RMTL: A Reinforcement Learning Based Multi‑Task Learning Framework for Session‑Level Recommendation

Recent advances in multi‑task learning (MTL) have greatly benefited recommendation systems, yet most existing MTL‑based models ignore the session‑level interaction patterns between users and the system because they are built on single‑item datasets. To address this gap, the authors introduce RMTL, a reinforcement learning (RL) based MTL framework that employs dynamic weighting to balance the losses of different recommendation tasks.

Problem Modeling: The authors construct a session‑based Markov Decision Process (MDP) where each state consists of user‑item features, the action space contains continuous predictions for CTR and CTCVR, and the reward is defined as the negative binary cross‑entropy (BCE) to align with the BCE loss. This formulation captures the sequential nature of user behavior and enables adaptive loss weighting via the critic network.

Algorithm: RMTL consists of a state representation network (embedding layer + MLP) that converts raw features into state vectors, an Actor network (any base MTL model) that outputs task‑specific actions, and a multi‑critic architecture with two parallel MLPs sharing a bottom network. The critics estimate Q‑values for each task and generate adaptive loss weights, which are used to compute a weighted BCE loss for the overall objective.

The overall training loop is: given user‑item features, the state network produces a state; the Actor selects actions; the actions and features are processed by the Critic(s) to obtain Q‑values; the weighted BCE loss is calculated and back‑propagated, while the critic updates its parameters using temporal‑difference (TD) error.

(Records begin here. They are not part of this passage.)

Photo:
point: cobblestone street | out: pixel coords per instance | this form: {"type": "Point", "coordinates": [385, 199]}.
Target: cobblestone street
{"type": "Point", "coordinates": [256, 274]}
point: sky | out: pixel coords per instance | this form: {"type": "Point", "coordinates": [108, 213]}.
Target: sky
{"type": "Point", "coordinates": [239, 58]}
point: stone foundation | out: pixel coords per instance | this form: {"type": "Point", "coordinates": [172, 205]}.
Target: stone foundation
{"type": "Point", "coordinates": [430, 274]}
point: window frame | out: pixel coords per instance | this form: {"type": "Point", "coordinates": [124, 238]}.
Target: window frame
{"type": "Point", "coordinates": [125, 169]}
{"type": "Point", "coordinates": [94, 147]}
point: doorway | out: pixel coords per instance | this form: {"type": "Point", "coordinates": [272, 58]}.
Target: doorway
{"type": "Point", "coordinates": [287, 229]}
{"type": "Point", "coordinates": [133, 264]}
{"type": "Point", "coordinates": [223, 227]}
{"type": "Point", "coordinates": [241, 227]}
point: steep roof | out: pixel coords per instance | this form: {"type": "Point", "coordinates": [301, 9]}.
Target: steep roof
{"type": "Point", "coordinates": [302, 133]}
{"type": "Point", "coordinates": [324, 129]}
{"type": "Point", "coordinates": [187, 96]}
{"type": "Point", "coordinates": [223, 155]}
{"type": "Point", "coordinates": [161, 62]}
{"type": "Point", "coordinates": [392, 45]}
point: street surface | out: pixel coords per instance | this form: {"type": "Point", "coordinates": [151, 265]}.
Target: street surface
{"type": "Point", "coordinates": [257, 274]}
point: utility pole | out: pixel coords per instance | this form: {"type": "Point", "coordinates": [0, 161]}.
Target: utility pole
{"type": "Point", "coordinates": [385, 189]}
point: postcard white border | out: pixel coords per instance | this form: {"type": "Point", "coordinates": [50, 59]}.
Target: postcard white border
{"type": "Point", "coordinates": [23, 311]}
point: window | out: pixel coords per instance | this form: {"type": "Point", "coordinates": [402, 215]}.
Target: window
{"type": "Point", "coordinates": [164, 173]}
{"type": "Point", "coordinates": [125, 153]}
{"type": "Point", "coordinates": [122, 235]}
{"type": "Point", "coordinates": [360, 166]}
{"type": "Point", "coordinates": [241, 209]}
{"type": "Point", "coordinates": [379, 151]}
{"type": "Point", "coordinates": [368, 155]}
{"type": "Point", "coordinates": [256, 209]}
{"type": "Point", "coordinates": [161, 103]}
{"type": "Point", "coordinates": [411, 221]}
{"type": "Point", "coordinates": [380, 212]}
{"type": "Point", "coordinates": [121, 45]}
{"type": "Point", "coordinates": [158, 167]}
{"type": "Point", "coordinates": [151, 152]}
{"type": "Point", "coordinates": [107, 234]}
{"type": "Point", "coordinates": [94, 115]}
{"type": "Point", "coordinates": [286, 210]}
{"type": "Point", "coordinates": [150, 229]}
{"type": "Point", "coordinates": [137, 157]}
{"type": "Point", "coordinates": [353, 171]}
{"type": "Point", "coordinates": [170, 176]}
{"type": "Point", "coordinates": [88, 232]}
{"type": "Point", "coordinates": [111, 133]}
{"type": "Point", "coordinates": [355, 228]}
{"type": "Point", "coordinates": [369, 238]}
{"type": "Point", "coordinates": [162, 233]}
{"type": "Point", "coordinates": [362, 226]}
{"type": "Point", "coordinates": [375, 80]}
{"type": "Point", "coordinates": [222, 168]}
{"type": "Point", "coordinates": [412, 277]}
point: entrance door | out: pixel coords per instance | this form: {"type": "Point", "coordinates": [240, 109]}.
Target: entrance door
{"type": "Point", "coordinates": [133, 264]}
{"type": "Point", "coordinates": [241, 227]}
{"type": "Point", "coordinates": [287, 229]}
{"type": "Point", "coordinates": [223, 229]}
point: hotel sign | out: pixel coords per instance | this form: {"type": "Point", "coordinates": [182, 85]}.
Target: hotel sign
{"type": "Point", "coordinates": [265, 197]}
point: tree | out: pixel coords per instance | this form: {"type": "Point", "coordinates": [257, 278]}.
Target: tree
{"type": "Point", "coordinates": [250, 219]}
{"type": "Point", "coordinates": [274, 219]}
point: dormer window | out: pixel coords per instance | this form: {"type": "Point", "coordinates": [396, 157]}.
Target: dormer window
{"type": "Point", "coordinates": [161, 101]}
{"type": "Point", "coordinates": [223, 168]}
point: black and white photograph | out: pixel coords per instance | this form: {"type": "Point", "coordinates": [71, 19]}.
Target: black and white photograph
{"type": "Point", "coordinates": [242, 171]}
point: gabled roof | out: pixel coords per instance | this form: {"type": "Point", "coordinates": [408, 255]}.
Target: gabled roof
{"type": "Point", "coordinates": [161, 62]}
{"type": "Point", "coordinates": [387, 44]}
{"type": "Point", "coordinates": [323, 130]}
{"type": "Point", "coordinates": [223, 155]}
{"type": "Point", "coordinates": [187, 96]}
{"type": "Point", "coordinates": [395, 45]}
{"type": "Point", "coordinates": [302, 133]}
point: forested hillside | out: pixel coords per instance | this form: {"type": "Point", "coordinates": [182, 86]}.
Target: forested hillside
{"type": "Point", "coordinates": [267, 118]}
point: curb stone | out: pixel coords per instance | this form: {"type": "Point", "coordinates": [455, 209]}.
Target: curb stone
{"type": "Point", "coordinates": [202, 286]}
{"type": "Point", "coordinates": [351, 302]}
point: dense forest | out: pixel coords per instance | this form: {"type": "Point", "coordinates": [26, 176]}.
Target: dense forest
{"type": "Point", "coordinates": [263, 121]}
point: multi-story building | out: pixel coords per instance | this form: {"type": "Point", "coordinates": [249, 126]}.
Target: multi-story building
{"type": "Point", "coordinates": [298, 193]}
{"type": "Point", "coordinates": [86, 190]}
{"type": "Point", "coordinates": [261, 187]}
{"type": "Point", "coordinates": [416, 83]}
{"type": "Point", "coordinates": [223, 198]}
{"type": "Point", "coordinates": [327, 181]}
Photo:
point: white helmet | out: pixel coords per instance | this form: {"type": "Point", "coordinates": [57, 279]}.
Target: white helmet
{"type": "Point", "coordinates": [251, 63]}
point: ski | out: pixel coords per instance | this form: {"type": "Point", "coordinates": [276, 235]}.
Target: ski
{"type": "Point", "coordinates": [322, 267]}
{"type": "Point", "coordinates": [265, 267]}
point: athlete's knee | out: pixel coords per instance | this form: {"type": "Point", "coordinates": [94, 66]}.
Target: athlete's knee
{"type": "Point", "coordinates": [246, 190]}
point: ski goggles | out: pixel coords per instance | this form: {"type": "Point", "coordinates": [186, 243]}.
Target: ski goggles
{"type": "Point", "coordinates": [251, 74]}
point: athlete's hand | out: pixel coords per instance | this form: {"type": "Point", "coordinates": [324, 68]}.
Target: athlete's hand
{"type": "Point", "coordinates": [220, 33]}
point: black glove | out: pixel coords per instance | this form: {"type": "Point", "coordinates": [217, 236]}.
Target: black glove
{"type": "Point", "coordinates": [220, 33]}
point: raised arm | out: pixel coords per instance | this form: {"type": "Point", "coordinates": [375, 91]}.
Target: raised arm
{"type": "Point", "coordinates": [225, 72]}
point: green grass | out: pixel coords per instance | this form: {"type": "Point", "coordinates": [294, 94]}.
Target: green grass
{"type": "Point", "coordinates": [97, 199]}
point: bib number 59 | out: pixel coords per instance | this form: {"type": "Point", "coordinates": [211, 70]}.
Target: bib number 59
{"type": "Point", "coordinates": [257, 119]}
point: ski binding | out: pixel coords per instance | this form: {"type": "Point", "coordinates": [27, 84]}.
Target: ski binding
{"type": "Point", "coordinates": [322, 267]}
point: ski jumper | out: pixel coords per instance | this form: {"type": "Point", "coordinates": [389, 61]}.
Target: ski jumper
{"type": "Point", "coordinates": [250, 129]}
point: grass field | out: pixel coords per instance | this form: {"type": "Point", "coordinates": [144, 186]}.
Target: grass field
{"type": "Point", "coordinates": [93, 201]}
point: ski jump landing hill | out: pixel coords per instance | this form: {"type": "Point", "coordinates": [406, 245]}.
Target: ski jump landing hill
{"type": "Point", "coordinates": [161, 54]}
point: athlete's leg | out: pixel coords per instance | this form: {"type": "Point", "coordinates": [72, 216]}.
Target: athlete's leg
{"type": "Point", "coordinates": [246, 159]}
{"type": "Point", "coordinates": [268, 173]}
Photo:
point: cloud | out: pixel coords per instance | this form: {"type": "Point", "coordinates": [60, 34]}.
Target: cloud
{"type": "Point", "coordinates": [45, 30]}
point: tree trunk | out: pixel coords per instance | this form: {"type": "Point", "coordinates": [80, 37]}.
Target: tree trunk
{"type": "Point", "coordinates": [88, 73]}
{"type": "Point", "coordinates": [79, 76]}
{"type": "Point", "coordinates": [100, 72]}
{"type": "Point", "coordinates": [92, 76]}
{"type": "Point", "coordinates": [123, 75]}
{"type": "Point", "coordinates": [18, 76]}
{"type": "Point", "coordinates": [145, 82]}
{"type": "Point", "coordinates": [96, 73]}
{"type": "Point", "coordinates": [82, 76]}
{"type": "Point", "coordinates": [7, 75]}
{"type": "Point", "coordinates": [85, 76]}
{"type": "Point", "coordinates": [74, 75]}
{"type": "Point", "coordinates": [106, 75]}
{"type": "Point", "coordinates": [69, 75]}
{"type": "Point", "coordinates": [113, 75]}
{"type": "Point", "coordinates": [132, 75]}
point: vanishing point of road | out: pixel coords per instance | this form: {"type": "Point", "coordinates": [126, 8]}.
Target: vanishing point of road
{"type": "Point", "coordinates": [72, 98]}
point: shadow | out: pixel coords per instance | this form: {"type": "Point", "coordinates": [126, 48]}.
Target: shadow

Experiments: The framework is evaluated on two benchmark datasets, RetailRocket and Kuairand, using AUC, logloss, and session‑averaged logloss (s‑logloss). RMTL consistently outperforms five baseline MTL models and their non‑RL counterparts, achieving AUC gains of 0.003–0.005 on RetailRocket. Transferability studies show that pretrained critics from one MTL model improve the performance of other models. Ablation experiments (constant weight, weight‑learning, and non‑linear weight variants) confirm the effectiveness of the adaptive loss weighting.

Conclusion and Future Work: RMTL demonstrates that session‑level RL can effectively balance multiple recommendation tasks, improve prediction performance, and be compatible with existing MTL models, offering strong transferability. Future directions include exploring richer state representations and extending the framework to other multi‑task domains.